Indeed, the demands placed on Holocaust education often go beyond learning about the history of the genocide. We also hope that learning about the Holocaust might help prevent future atrocities by encouraging civil engagement and empathy. In the research project, we have been thinking in detail about what role testimony has to play in this regard. Testimony can facilitate empathy; however, for empathy to promote critical engagement, it must not be overwhelming. A critical empathy must allow us to experience the emotions of others as their emotions, rather than adopting them as our own. This is where art can play a crucial role. Art by its nature can both draw us in, allowing us to identify with protagonists and stories that are not our own, and yet distance us by making clear that that story is mediated. We know that what we are seeing/reading/listening to is theatre, literature, music, dance and so on.
The power of this in terms of Holocaust education is apparent in the Echo Eternal project, being led by CORE Education Trust in co-operation with the UK Holocaust Memorial Foundation (UKHMF). In Echo Eternal, schools (both secondary and primary) are ‘gifted’ a single survivor testimony from among the 112 recorded by UKHMF. Students from these schools then work with an artist in residence for a period of around 10 days in which they produce an ‘echo’ of the testimony, that is, a response that takes the form of an artistic expression. In December 2018, I was invited by Nishkam High School to view the first performance of their Echo and on the 28 January 2019 to the Echo Eternal: Horizons event at Birmingham Town Hall – a celebration of the work that all twelve Birmingham schools had accomplished. In 2019-2020, the project will be extended across the West Midlands and then from 2021 to other regions in the UK.
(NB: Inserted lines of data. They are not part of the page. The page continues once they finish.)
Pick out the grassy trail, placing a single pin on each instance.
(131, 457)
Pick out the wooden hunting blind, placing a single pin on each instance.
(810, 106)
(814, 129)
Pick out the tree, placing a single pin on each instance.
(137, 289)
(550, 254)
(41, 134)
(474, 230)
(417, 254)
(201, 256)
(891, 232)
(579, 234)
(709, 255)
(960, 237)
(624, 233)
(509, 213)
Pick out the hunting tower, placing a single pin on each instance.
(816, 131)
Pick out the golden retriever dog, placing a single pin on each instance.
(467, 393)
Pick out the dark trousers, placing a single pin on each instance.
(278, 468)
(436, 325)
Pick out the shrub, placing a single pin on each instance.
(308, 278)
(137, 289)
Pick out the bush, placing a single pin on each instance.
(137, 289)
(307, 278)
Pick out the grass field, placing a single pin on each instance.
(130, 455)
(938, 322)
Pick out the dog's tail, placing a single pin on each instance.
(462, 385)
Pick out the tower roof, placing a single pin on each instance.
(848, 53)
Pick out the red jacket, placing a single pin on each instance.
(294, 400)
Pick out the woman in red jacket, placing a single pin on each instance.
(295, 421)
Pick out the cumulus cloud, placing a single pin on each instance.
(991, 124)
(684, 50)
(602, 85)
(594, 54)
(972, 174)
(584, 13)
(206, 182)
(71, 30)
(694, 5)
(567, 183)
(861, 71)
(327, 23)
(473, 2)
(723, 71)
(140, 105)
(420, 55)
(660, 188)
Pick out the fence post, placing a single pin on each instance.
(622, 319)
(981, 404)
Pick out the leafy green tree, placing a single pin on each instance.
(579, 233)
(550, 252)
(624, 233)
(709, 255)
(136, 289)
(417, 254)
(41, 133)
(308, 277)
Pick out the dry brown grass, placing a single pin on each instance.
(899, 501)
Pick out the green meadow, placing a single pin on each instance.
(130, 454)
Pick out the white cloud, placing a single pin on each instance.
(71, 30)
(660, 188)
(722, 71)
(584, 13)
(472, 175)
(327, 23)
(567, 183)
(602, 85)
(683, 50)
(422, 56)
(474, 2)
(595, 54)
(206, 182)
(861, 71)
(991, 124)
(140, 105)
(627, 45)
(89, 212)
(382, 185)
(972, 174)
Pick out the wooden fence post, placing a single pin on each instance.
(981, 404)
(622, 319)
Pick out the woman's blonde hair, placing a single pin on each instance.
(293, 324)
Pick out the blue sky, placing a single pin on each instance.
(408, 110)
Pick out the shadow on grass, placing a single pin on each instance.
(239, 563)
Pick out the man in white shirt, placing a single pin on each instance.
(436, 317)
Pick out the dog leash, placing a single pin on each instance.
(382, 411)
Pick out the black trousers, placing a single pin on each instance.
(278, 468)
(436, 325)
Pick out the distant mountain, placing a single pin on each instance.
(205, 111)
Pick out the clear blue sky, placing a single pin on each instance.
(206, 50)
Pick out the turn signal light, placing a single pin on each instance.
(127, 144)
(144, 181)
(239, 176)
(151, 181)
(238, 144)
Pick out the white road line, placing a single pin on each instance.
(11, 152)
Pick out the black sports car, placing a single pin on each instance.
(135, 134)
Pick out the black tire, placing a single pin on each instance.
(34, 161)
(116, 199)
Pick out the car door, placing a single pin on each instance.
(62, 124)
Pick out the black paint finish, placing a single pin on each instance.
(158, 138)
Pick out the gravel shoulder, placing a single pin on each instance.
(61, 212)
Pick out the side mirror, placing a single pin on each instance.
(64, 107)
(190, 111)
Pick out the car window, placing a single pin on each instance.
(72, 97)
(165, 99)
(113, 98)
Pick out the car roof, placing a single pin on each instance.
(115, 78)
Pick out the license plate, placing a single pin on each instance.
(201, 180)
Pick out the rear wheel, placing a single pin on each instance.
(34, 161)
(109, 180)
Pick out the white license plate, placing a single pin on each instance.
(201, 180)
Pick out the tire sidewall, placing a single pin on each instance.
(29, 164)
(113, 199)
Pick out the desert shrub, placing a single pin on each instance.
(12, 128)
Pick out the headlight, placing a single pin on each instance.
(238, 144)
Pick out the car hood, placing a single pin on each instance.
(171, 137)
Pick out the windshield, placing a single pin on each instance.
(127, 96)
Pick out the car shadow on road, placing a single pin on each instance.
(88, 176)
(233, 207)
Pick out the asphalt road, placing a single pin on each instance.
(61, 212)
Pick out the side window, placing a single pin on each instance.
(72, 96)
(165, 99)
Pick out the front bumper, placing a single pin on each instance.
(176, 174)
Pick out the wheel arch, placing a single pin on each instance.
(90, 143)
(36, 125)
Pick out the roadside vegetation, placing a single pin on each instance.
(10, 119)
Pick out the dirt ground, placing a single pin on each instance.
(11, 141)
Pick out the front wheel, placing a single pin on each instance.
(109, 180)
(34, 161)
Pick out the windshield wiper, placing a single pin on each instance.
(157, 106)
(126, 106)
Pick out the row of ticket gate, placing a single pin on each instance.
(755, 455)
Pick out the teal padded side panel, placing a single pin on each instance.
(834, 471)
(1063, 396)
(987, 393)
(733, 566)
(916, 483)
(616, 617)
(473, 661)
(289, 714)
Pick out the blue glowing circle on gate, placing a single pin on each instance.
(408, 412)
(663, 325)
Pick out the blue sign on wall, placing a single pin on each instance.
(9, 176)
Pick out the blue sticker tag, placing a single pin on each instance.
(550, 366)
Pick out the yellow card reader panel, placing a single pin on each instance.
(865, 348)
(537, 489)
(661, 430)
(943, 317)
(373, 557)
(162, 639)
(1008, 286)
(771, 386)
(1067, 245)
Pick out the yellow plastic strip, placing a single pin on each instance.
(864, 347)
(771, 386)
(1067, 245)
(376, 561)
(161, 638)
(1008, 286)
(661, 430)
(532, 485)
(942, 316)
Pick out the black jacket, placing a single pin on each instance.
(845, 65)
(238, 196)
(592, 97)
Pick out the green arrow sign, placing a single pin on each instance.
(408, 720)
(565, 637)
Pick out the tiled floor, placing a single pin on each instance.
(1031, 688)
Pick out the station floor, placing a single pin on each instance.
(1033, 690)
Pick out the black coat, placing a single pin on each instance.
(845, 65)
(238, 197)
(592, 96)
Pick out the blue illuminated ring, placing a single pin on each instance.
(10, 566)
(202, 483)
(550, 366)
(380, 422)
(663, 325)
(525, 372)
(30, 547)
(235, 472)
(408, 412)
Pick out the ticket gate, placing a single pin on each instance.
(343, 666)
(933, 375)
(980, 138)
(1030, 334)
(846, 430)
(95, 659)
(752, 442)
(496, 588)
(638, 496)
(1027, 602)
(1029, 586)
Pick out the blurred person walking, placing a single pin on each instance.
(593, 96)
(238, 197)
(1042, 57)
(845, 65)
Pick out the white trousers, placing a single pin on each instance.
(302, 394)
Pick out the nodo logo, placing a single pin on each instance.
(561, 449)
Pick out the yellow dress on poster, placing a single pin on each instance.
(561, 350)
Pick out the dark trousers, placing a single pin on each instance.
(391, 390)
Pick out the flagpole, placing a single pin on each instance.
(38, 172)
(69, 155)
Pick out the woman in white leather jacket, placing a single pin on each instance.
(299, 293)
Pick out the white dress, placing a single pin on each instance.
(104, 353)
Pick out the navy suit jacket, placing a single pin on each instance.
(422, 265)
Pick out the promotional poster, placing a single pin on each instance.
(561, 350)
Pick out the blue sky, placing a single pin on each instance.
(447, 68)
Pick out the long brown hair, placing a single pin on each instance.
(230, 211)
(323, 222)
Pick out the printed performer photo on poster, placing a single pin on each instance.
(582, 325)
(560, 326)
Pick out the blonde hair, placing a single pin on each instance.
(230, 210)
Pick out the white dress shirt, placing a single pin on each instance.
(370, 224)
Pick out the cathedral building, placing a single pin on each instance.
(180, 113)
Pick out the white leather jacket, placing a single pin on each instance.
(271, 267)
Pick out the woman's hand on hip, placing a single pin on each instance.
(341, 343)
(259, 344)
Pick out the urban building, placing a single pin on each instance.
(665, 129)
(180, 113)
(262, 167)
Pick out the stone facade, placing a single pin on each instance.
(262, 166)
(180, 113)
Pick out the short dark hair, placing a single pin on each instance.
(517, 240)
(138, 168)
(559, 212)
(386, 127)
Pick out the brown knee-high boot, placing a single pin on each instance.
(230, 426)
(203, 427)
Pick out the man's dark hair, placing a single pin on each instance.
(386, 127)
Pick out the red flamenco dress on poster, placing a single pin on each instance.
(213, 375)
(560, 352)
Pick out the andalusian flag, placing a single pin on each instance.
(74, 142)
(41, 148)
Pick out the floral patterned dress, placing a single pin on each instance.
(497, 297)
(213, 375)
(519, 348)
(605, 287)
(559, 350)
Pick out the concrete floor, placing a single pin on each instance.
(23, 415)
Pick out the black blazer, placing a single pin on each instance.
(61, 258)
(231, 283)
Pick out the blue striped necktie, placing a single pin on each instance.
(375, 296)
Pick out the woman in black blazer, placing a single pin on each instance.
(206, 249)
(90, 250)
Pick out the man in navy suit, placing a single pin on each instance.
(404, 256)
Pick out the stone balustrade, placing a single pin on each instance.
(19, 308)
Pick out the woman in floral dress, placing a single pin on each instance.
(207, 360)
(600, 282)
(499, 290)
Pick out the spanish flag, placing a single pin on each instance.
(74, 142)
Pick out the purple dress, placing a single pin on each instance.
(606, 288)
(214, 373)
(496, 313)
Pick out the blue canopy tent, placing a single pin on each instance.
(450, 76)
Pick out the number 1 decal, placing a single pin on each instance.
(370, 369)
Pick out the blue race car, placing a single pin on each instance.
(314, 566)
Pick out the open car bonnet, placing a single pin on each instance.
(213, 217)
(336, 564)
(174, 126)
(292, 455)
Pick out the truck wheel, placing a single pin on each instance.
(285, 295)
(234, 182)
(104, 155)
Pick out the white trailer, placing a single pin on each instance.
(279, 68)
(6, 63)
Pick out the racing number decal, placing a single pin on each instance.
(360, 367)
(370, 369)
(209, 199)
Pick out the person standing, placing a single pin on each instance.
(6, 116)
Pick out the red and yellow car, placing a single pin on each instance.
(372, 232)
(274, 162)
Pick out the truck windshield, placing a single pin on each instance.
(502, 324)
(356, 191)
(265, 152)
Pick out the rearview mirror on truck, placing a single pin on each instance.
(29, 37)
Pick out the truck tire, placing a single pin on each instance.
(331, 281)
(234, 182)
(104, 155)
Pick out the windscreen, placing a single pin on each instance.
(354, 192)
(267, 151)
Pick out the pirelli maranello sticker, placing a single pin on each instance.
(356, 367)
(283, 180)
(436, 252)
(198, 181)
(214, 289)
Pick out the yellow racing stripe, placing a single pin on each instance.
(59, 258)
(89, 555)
The results of this project have been extremely impressive. The echoes evidence a deep engagement with the survivor testimony on the part of the students. The artistic form appears to have encouraged students to think about the testimony in its individual detail (focusing, for example, on the tin ring that is central to Zdanka Fantlova’s story, as echoed by students at Nishkam), and fragmented nature, and yet also on the ways these fragments combine to produce a whole that binds past and present through the survival of the individual and through memory. I was especially impressed in my conversation with students at Nishkam High School with their reflections on the importance of working with Zdanka’s story as her story, that is, with an empathy that was directed outwards, rather than inwards. It is clear that students from across the twelve schools have connected this past with their own present in a sensitive way. The combination of art forms, from dance to textiles, would make these pieces a unique contribution to the planned UKHMF Learning Centre and, if they can be embedded in a way that ensures a continuation of this critical and sensitive approach, to the future of Holocaust education.